Improving Azure Custom Vision Object Recognition by using and correcting the prediction pictures

3 minute read


Last month I wrote about integrating Azure Custom Vision Object Recognition with HoloLens to recognize to label objects in 3D space. I wrote the prediction went pretty well, although I used only 35 pictures. I also wrote the process of taking, uploading and labeling pictures is quite tedious.

Improving on the go

It turns out Custom Vision retained all the pictures I uploaded in the cause of testing. So every time I used my HoloLens and asked Custom Vision to locate toy aircraft, it stored that in the cloud with it's prediction. And the fun thing is, you can use those pictures to actually improve your model again.

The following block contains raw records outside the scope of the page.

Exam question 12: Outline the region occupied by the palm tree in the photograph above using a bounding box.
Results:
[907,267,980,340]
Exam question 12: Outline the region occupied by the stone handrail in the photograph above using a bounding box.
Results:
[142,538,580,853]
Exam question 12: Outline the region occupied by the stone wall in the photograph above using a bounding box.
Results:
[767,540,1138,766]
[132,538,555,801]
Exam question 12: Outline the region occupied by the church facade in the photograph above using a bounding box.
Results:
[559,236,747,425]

After some playing around with my model my (for the previous blog post about this subject) , I clicked the prediction tab, and I found about 30 pictures - each for every time I used the model from my HoloLens. I could use those to improve my model. After that, I did some more testing using the HoloLens to show you how it's done. So, I clicked the Predictions tab and there were a couple of more pictures:


If we select the first picture, we see this:


The model has already annotated the areas where it thinks is a an airplane in red. Interestingly now the model is a lot better than it originally was (when it only featured my pre-loaded images) as it now recognizes the DC-3 Dakota on top - that it has never seen before - as an airplane! And even the X-15 (the black thing on the left ) is recognized. Although the X-15 had a few entries in the training images it barely looks like an airplane (for all intents and purpose it was more a spaceship with wings to facilitate a landing).

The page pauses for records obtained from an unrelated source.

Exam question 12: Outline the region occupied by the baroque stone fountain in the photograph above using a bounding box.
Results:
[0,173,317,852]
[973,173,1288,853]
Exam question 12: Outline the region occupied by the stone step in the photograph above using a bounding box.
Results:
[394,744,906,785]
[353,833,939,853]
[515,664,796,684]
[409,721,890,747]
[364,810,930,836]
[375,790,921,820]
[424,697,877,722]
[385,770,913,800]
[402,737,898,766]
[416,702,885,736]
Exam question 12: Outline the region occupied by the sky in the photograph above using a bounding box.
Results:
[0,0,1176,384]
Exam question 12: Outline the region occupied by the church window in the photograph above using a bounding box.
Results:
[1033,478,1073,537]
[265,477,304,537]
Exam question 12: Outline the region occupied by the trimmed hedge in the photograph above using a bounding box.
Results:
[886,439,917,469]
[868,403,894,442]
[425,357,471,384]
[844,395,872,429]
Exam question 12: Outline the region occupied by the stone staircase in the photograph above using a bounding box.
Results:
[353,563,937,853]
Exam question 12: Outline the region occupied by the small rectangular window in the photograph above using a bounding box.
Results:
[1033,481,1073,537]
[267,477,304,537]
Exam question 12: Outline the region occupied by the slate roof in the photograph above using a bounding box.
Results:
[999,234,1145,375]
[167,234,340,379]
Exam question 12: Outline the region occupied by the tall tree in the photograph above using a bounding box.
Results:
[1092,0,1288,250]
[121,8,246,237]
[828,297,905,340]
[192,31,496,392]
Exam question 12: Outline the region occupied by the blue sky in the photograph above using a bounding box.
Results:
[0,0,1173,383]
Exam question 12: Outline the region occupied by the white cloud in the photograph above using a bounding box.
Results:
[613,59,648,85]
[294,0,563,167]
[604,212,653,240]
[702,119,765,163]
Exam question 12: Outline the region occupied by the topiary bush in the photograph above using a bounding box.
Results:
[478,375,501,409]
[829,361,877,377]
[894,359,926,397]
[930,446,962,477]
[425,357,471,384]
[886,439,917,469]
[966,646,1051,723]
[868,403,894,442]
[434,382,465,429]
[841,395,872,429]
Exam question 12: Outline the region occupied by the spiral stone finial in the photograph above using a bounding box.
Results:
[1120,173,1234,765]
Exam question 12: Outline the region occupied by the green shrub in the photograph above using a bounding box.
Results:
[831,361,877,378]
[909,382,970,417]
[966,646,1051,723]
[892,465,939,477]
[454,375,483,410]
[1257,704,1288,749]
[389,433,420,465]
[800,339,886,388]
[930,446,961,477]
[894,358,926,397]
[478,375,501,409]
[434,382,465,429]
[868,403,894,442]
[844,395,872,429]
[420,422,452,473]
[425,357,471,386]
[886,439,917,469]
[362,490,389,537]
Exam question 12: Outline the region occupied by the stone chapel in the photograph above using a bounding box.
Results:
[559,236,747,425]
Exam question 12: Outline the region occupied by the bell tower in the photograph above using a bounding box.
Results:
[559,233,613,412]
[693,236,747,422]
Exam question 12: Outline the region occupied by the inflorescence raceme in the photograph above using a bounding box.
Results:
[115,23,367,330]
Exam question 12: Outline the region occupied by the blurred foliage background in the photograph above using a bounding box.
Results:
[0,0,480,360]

I digress. You need to click every area you want to confirm:


And when you are done, and all relevant areas are white:


Simply click the X top right. The image will now disappear from the "Predictions" list and end up in the "Training images" list

Some interesting things to note

The model really improved from adding the new images. Not only did it recognize the DC3 'Dakota' that had not been in the training images, but also this Tiger Moth model (the bright yellow one) that it had never  seen before:


Also, it stopped recognizing or doubting things like the HoloLens pouch that's lying there, and my headphones and hand were also recognized as 'definitely not an airplane'


Yet, I also learned it's dangerous to take the same background over and over again. Apparently the model starts to rely on that. If I put the Tiger Moth on a dark blue desk chair in stead of a light blue bed cover


Yes...  the model is quite confident airplane in the picture but it's not very good at pinpointing it.


And as far as the Curtiss P40 'Kittyhawk' goes - even though it has been featured extensively in both the original training pictures and the ones I added from the Predictions, this no is success either. The model is better at pinpointing the aircraft, but considerably less sure it is an aircraft. And the outer box, that includes the chair, gives a 30.5%. So in looks that to make this model even more reliable I still need more pictures but then on other background, more different lighting, etc.

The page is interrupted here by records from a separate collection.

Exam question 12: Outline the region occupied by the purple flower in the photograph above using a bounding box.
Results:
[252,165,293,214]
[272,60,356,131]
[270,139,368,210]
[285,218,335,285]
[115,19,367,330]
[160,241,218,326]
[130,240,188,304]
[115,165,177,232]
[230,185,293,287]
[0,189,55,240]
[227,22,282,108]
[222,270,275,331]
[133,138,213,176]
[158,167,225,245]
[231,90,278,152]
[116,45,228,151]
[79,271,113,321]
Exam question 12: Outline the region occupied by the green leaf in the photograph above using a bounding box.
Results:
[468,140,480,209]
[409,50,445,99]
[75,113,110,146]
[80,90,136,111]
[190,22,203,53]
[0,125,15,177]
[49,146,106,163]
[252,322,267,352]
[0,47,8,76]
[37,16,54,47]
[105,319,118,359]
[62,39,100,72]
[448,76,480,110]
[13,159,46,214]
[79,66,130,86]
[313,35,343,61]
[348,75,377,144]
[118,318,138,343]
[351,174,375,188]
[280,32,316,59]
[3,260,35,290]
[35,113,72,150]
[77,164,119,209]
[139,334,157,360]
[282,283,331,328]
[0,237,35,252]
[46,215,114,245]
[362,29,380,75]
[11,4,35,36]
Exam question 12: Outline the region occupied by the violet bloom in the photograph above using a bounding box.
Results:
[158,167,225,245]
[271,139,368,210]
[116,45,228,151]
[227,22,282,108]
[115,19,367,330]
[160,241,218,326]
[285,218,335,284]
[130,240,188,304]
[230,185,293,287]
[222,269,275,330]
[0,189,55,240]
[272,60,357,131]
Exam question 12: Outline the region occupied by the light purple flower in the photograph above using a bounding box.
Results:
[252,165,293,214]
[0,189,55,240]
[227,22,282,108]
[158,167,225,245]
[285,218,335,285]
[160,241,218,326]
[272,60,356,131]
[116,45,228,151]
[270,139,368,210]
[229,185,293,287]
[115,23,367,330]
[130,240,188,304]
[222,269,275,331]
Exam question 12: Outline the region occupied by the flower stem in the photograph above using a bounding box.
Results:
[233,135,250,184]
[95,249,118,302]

You don't have to take very much pictures up front to incrementally improve a Custom Vision Object Recognition model - you can just iterate on it's predictions and improve them. It feels a bit like teaching a toddler how to build something from Legos - you first show the principle, then let them muck around, and every time things goes wrong, you show how it should have been done. Gradually they get the message. Or at least, that's what you hope. ;)

No (new) code this time, as the code from last time is unchanged.

Disclaimer - I have no idea how much prediction pictures are stored and for how long - I can imagine not indefinitely, and not an unlimited amount. But I can't attach numbers to that.